Many of the 500 people who remain here despite the challenges will point first to the peace and solitude it affords. Of Coolville's virtues, they also claim that it's still the type of place where a neighbor will be quick to lend a generator if your power is knocked out in a storm. It's a place where people might worry if you don't show up at a breakfast at the firehouse or a potluck at the library. It's a place where older folks relish shared tales of days gone by—stories of a monkey that lived in the old Roots service station, of a house that was picked up and carried down the street to prevent its demolition, of a flooded bridge, of spouses married and children raised, of commitments to a small town life that no external factor has been able to completely erase.
Roxanne Rupe, Coolville's librarian, helps her mother-in-law, Mary Rupe, into Roxanne's vehicle in February 2015. Mary would go on to spend the afternoon with her son so that she wouldn't be alone at her own house.
Roland Garcia stands in his backyard in Coolville, Ohio in April 2015. In 2006, Garcia and his partner, Tom, started looking to move from Florida to Southeast Ohio to be closer to Garcia’s mom who was in poor health. They found a 100-year-old house in Coolville, fell in love with it immediately, and left before even looking around town.
In the process of moving, Garcia’s mother passed away. Garcia and Tom made a decision to stay in Coolville.
Garcia says that his co-workers at Coolville's Arcadia Nursing Home became a second family to him. They were there to console and support him when Garcia was diagnosed with cancer and when Tom, his partner of 35 years, died of a heart attack this past November.

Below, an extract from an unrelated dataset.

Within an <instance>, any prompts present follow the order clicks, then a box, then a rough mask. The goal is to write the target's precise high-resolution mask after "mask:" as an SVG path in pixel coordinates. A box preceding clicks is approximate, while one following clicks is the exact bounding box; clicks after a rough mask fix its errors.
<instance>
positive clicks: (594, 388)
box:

Dave Rupe types on his computer beneath his collection of deer mounts at his home two miles outside the center of the village of Coolville, Ohio, in February 2015. Rupe, who has lived in the area his whole life, is a skilled craftsman and makes a living by both selling his wares and by finding and reselling online items ranging from old farm equipment to unwanted animals mounts.
Vines are trapped between the outside world and a layer of plastic covering the window of an unoccupied house in rural southeast Ohio in February 2015. The building, constructed in 1861, is owned by Martha Carson, who grew up in it in the early 1960s. Carson now lives in a small town a few miles away and dreams of one day having enough money to restore the deteriorating house and to open it as a local museum.
Martha Sue Matheny, director of the Unity Singers community Choir, leads a practice session at the Coolville United Methodist Church. (back row, left to right) Judy Reaser, Bonnie Putman, Marsha Cowdery, Kathy Elasky, Sharon Powell, and Katherine Riley sing together with (foreground) Shelba Lipscomb.
In 2014, Dave Rupe constructed a 300-pound deer statue out of concrete and rebar and painted it bright yellow. He used a front-loader on a tractor to set the monument on top of an abandoned Coolville railroad trestle that sets at the back of his property two miles outside the Village of Coolville. The railroad was critical in helping Coolville thrive, but once Route 50 was built in the area rail transport slowly became obsolete and was eventually abandoned.